Les médicaments immunosuppresseurs constitués des thiopurines (azathioprine, 6-mercaptopurine) et du méthotrexate agissent de manière très ciblée sur certains acteurs du système immunitaire afin de calmer les réactions inflammatoires. Ils sont parfois utilisés seuls mais le plus souvent en combinaison avec les biothérapies. Celles-ci sont en majorité des « anticorps monoclonaux » qui modifient la réponse biologique en prenant pour cible des voies de l’inflammation digestive dont la plus connues est le facteur de nécrose tumoral (TNF).
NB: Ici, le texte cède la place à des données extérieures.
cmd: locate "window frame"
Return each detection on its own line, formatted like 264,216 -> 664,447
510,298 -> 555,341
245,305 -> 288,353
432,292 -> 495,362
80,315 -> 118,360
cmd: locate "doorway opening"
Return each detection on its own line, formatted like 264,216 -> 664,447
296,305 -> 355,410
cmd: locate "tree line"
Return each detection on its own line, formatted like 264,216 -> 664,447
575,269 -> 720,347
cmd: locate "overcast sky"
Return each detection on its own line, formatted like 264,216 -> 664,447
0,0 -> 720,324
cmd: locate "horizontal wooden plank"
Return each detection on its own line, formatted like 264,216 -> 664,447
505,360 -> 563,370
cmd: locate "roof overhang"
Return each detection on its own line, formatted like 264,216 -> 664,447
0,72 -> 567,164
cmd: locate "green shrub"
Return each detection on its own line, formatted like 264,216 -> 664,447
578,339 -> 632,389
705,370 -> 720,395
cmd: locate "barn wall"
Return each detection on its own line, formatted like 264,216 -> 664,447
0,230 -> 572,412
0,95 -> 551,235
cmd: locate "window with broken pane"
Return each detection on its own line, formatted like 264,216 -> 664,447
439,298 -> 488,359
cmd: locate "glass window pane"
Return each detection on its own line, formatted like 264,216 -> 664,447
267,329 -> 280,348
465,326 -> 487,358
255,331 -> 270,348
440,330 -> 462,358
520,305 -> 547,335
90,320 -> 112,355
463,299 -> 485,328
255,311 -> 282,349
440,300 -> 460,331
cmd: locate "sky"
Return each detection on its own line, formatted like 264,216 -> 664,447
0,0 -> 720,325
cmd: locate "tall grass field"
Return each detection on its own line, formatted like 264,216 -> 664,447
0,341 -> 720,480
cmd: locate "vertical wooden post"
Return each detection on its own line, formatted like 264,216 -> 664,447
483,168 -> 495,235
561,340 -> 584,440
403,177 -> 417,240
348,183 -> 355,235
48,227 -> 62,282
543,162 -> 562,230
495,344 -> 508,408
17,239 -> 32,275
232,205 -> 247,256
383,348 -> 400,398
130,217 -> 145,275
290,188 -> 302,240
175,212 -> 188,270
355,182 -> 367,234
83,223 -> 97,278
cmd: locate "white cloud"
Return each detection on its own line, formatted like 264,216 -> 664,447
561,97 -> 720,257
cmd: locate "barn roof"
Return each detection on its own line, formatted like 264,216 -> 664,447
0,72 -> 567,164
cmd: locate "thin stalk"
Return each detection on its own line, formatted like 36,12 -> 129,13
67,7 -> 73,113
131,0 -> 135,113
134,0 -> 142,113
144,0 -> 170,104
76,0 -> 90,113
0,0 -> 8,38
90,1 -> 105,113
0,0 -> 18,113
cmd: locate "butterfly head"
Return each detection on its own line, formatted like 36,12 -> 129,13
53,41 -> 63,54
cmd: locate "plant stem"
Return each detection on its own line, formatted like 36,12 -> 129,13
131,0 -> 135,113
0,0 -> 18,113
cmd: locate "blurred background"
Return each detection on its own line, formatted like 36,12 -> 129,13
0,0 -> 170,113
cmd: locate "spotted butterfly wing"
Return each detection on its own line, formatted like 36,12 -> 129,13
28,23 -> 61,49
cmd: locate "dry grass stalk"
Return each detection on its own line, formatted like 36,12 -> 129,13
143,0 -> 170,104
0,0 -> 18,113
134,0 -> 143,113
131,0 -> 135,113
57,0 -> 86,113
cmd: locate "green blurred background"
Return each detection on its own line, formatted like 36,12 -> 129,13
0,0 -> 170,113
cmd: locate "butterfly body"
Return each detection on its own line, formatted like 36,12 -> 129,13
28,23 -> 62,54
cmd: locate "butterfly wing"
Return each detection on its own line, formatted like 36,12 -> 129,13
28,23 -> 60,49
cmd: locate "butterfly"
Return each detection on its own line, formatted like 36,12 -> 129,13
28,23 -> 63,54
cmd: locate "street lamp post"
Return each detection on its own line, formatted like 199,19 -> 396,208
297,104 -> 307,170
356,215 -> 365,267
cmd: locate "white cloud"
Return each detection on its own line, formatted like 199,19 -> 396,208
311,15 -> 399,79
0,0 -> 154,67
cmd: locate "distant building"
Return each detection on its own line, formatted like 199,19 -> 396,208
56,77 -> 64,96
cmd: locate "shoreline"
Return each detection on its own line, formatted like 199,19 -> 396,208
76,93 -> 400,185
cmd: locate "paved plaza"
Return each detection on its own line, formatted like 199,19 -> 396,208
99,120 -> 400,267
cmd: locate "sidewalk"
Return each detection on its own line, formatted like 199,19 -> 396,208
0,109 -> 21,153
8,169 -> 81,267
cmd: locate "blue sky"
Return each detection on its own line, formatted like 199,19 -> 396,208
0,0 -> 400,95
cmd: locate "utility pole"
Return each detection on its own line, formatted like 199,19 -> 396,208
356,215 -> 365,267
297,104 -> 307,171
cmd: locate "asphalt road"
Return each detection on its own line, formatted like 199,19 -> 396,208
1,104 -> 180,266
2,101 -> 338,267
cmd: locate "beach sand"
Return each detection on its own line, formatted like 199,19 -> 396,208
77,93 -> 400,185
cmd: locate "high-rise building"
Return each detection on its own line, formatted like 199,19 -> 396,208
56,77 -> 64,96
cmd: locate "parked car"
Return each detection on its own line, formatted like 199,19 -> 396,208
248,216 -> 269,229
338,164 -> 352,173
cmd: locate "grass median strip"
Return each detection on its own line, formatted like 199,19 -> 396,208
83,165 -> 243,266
Quatre sont commercialisés : les anti-TNF infliximab et adalimumab et, plus récemment, l’ustekinumab, ciblant d’autres acteurs de l’inflammation, prescrit chez les patients réfractaires aux autres thérapeutiques. Un autre anticorps monoclonal, le vedolizumab, module l’immunité spécifiquement au niveau du tube digestif, avec l’avantage de limiter le risque d’infections et d’immunodépression généralisée. Son remboursement est remis en cause depuis 2017 dans la maladie de Crohn.
Les anti-inflammatoires non stéroïdiens sont à éviter, car ils peuvent provoquer une poussée ou aggraver des lésions intestinales.
Dans la maladie de Crohn, 50 à 70 % des patients devront subir une intervention chirurgicale dans les dix ans. Il s’agit pour le chirurgien de réséquer la partie de l’intestin malade ou de réparer une complication (sténose, fistule).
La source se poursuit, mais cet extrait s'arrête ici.